For C only, warn about a "return" statement with an
expression in a function whose return type is "void", unless
the expression type is also "void". As a GNU extension, the
latter case is accepted without a warning unless -Wpedantic
is used. Attempting to use the return value of a non-"void"
function other than "main" that flows off the end by reaching
the closing curly brace that terminates the function is
undefined.
Unlike in C, in C++, flowing off the end of a non-"void"
function other than "main" results in undefined behavior even
when the value of the function is not used.
This warning is enabled by default in C++ and by -Wall
otherwise.
-Wshift-count-negative
Warn if shift count is negative. This warning is enabled by
default.
-Wshift-count-overflow
Warn if shift count >= width of type. This warning is enabled
by default.
-Wshift-negative-value
Warn if left shifting a negative value. This warning is
enabled by -Wextra
in C99 and C++11 modes (and newer).
-Wshift-overflow
-Wshift-overflow=
n
Warn about left shift overflows. This warning is enabled by
default in C99 and C++11 modes (and newer).
-Wshift-overflow=1
This is the warning level of -Wshift-overflow
and is
enabled by default in C99 and C++11 modes (and newer).

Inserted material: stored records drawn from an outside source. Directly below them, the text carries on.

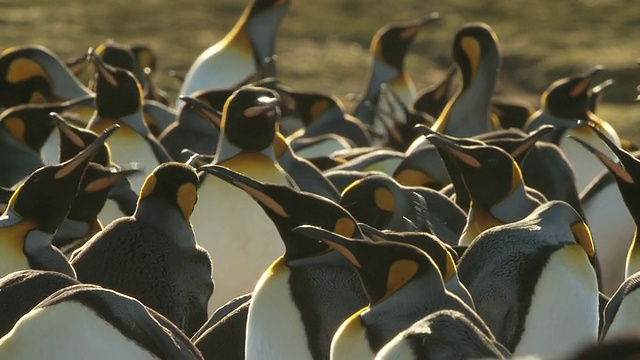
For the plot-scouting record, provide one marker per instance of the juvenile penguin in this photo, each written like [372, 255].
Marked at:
[119, 101]
[240, 252]
[247, 51]
[97, 323]
[153, 255]
[34, 74]
[532, 282]
[388, 48]
[444, 334]
[403, 285]
[315, 289]
[36, 209]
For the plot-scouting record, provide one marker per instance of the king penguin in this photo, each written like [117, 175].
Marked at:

This warning level does not warn about left-shifting 1
into the sign bit. (However, in C, such an overflow is
still rejected in contexts where an integer constant
expression is required.) No warning is emitted in C++2A
mode (and newer), as signed left shifts always wrap.
-Wshift-overflow=2
This warning level also warns about left-shifting 1 into
the sign bit, unless C++14 mode (or newer) is active.
-Wswitch
Warn whenever a "switch" statement has an index of enumerated
type and lacks a "case" for one or more of the named codes of
that enumeration. (The presence of a "default" label
prevents this warning.) "case" labels outside the
enumeration range also provoke warnings when this option is
used (even if there is a "default" label). This warning is
enabled by -Wall
.
-Wswitch-default
Warn whenever a "switch" statement does not have a "default"
case.
-Wswitch-enum
Warn whenever a "switch" statement has an index of enumerated
type and lacks a "case" for one or more of the named codes of
that enumeration. "case" labels outside the enumeration
range also provoke warnings when this option is used. The
only difference between -Wswitch
and this option is that this
option gives a warning about an omitted enumeration code even
if there is a "default" label.
-Wswitch-bool
Warn whenever a "switch" statement has an index of boolean
type and the case values are outside the range of a boolean
type. It is possible to suppress this warning by casting the
controlling expression to a type other than "bool". For
example:
switch ((int) (a == 4))
{
...
}
This warning is enabled by default for C and C++ programs.
-Wswitch-unreachable
Warn whenever a "switch" statement contains statements
between the controlling expression and the first case label,
which will never be executed. For example:
switch (cond)
{
i = 15;
...
case 5:
...
}
-Wswitch-unreachable
does not warn if the statement between
the controlling expression and the first case label is just a
declaration:
switch (cond)
{
int i;
...
case 5:
i = 5;
...
}
This warning is enabled by default for C and C++ programs.